On the other hand, passive learners tend to prefer an auditory intake of information, through lecture and logical presentations. These students may prefer isolated testing methods, such as quizzes and flashcards, that check what they have learned.
Because one class is likely to comprise students who have different learning styles and preferences, it helps to switch up your presentation of the material and the testing methods you employ.
Integrating learning styles
Active learning and passive learning appear to be polar opposites. However, there are ways to combine both styles to highlight the effectiveness of each. Here are some suggestions on how to help your students reap the benefits of both active and passive learning.

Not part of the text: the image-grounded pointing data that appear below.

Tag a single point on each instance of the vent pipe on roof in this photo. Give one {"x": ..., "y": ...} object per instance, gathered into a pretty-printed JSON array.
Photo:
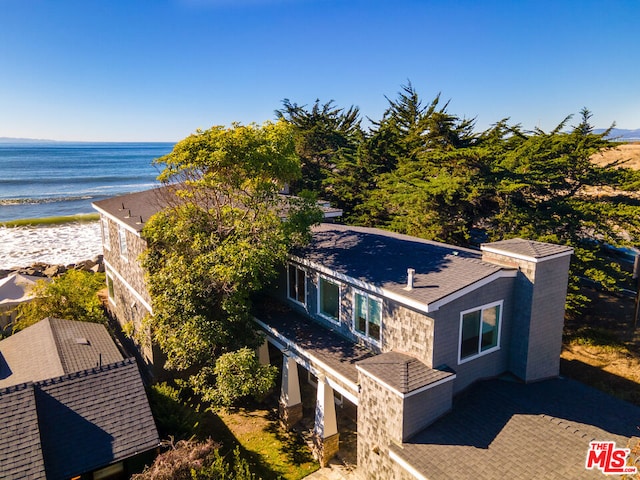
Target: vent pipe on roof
[{"x": 411, "y": 272}]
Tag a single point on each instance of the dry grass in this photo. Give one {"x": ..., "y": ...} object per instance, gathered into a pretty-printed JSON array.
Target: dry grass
[
  {"x": 628, "y": 152},
  {"x": 602, "y": 347}
]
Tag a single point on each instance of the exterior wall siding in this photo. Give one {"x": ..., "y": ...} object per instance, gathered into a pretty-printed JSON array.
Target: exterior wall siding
[
  {"x": 447, "y": 334},
  {"x": 547, "y": 319},
  {"x": 422, "y": 409},
  {"x": 409, "y": 332},
  {"x": 379, "y": 424}
]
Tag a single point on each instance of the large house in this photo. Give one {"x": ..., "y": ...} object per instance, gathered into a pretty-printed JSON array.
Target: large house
[{"x": 450, "y": 355}]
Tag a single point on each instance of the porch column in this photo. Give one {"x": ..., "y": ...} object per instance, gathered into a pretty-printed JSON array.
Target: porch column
[
  {"x": 326, "y": 436},
  {"x": 263, "y": 353},
  {"x": 290, "y": 401}
]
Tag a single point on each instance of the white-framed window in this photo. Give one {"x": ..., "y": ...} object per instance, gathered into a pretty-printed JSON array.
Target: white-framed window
[
  {"x": 296, "y": 284},
  {"x": 110, "y": 289},
  {"x": 122, "y": 234},
  {"x": 106, "y": 238},
  {"x": 328, "y": 299},
  {"x": 367, "y": 316},
  {"x": 479, "y": 331}
]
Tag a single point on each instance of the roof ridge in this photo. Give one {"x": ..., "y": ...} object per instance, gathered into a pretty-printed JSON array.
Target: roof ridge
[
  {"x": 15, "y": 388},
  {"x": 57, "y": 342},
  {"x": 87, "y": 372}
]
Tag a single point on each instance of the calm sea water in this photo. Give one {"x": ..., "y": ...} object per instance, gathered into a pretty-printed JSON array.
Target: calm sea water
[{"x": 50, "y": 179}]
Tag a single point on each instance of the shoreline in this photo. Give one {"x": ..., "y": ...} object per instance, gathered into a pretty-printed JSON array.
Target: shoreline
[
  {"x": 56, "y": 220},
  {"x": 52, "y": 240}
]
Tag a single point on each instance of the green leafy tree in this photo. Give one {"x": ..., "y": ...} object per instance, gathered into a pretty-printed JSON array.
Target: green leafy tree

- Have students complete assigned readings at home and take active notes on themes, questions, and important quotes. At the start of class, have students self-organize into small groups to share their ideas. Finally, have one person from each group present either a quote or question and explain why they thought it was important.
- After a role play, debate, or game, create a PowerPoint presentation that summarizes key points. This presentation helps highlight key information for synthesis and connects the dots between what occurred during an active learning exercise and the lesson plan.
- After a long lecture, have students individually write down five test question predictions. In small groups, have them put together a mini-assessment with the best questions. After the mini-tests are written, have students swap tests with another group, take the tests, and see how well they score.
Each student is different
Ultimately, neither learning style is better — both active learning and passive learning are valid methods of absorbing information. Each student has a different way of understanding and engaging with new information. That level of engagement can even differ from one subject to another! At the end of the day, variety is the key to developing engaging lesson plans — don’t alienate passive learners, but don’t neglect active learners either.